Machine learning for hypothesis generation in biology and medicine: exploring the latent space of neuroscience and developmental bioelectricity
Abstract
Artificial intelligence is a powerful tool that could be deployed to accelerate the scientific enterprise. Here we address a major unmet need: use of existing scientific literature to generate novel hypotheses. We use a deep symmetry between the fields of neuroscience and developmental bioelectricity to evaluate a new tool, FieldSHIFT. FieldSHIFT is an in-context learning framework using a large language model to facilitate candidate scientific research from existing published studies, serving as a tool to generate hypotheses at scale. We release a new dataset for translating between the neuroscience and developmental bioelectricity domains and show how FieldSHIFT helps human scientists explore a latent space of papers that could exist, providing a rich field of suggested future research.
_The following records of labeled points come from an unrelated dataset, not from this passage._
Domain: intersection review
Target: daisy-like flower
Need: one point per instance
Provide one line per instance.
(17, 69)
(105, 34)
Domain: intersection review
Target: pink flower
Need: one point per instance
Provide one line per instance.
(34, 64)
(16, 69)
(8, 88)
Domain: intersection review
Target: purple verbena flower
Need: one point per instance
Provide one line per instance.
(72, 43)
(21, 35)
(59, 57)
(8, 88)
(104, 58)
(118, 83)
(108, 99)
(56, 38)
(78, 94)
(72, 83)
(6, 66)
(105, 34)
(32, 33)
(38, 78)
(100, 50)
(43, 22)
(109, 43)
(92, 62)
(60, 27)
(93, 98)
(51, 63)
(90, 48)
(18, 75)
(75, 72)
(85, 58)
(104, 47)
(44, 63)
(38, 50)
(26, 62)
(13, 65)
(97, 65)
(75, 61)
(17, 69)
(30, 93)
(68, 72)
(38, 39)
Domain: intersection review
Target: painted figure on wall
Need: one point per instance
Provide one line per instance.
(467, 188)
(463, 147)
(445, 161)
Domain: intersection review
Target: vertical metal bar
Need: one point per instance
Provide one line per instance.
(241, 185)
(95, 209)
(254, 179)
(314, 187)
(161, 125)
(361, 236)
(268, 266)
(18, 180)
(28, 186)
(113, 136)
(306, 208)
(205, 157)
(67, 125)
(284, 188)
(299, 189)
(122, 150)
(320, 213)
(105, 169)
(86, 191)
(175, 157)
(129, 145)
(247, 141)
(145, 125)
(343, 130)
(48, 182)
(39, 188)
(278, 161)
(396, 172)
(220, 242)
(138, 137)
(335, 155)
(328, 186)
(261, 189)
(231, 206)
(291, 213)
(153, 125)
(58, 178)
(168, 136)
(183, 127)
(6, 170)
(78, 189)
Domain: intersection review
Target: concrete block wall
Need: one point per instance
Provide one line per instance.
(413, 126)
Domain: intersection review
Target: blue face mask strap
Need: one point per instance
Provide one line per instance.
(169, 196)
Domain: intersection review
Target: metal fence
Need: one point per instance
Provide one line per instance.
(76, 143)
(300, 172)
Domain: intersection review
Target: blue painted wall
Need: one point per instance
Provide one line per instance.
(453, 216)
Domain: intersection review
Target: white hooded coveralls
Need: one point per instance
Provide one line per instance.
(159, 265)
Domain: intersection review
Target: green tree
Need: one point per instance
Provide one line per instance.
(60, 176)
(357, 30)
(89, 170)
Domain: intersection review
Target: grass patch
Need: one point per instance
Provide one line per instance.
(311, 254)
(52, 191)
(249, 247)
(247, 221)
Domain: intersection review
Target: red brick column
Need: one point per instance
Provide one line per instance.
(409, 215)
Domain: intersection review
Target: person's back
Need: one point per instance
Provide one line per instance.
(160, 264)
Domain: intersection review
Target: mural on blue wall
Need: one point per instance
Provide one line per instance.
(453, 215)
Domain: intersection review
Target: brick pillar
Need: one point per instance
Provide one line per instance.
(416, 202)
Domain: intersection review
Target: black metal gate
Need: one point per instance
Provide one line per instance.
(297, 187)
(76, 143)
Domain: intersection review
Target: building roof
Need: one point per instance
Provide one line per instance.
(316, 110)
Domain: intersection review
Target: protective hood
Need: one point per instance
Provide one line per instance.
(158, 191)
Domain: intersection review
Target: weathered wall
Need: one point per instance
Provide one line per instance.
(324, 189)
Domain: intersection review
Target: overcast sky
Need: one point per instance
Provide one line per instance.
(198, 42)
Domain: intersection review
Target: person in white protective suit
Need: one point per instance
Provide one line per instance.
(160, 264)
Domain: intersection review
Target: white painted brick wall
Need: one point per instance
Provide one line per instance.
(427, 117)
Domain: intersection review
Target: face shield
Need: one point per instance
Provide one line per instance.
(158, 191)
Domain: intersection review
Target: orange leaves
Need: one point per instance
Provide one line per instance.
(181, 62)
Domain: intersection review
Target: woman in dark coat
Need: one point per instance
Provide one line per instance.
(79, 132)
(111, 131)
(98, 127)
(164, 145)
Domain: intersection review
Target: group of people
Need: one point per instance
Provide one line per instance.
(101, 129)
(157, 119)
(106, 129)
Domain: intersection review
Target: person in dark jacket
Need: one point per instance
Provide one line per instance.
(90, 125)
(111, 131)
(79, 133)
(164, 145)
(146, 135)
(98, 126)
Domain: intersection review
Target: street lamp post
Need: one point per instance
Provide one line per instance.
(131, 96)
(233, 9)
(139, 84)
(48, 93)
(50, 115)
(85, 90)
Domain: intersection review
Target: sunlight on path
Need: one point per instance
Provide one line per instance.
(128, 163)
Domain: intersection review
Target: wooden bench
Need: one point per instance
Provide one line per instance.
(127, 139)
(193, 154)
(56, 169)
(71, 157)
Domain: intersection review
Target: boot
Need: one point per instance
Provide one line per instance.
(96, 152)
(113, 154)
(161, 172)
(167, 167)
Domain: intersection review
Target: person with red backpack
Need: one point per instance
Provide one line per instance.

We demonstrate the performance of FieldSHIFT for hypothesis generation relative to human-generated developmental biology research directions then test a key prediction of this model using bioinformatics, showing a surprising conservation of molecular mechanisms involved in cognitive behavior and developmental morphogenesis. By allowing scientists to rapidly explore symmetries and meta-parameters that exist in a corpus of scientific papers, we show how machine learning can potentiate human creativity and assist with one of the most interesting and crucial aspects of research: identifying insights from data and generating potential candidates for research agendas.